In retrospect, it is clear that regulators did not have the human capital to keep up with the financial industry, and to understand it well enough to be able to exert effective regulation. Given the wage premia that we document, it was impossible for regulators to attract and retain highly-skilled financial workers, because they could not compete with private sector wages. Our approach therefore provides an explanation for regulatory failures.

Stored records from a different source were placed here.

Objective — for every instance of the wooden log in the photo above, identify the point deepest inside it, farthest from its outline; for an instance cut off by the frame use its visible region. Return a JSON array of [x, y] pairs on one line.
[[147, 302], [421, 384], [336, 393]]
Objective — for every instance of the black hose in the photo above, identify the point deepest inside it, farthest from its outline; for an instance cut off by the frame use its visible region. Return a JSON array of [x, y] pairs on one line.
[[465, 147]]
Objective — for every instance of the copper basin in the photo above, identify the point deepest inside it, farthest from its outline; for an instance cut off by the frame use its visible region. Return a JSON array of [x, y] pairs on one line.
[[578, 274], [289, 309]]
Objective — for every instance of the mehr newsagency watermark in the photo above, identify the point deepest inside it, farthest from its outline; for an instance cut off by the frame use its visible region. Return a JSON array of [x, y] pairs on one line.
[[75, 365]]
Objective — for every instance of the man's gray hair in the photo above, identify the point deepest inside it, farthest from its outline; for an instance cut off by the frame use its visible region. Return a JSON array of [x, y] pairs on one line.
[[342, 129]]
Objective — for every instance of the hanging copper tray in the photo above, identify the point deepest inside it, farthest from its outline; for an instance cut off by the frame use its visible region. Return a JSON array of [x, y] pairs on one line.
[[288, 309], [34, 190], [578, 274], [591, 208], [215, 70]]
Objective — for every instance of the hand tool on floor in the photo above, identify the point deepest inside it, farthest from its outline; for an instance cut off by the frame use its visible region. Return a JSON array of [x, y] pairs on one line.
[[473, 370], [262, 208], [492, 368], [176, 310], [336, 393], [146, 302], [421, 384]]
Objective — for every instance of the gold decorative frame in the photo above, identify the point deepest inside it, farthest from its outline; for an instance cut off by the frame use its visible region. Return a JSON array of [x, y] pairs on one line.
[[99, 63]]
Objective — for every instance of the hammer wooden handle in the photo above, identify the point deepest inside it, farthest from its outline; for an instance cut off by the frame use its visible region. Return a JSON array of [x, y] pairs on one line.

That is, the excessive wages paid by Wall Street not only lure talent away from other parts of the private sector, but also from the public sector, where employees are subject to government wage controls. The very people who might be the most capable of enforcing regulations on the banks instead wind up working for them.

This is a very real problem. Some of the work that I did in my first job after college at KPMG involved valuing intellectual property in conjunction with international tax disputes. We had our economists, and the IRS had theirs. The thing was, however, that our economists were better than the IRS’s, because if someone at the IRS was any good, we’d hire them away and treble their salary. Part of a good regulatory reform plan, then, would be to increase the salaries paid to employees at institutions like the Fed, the Treasury, the IRS, and the FDIC.

The more general point, however, is that if the Obama administration is serious about regulating the banks, they might also find that this places downward pressure on pay within the industry. What seems like two fights — on executive pay and regulation — may really be just one.

Nate Silver founded and was the editor in chief of FiveThirtyEight.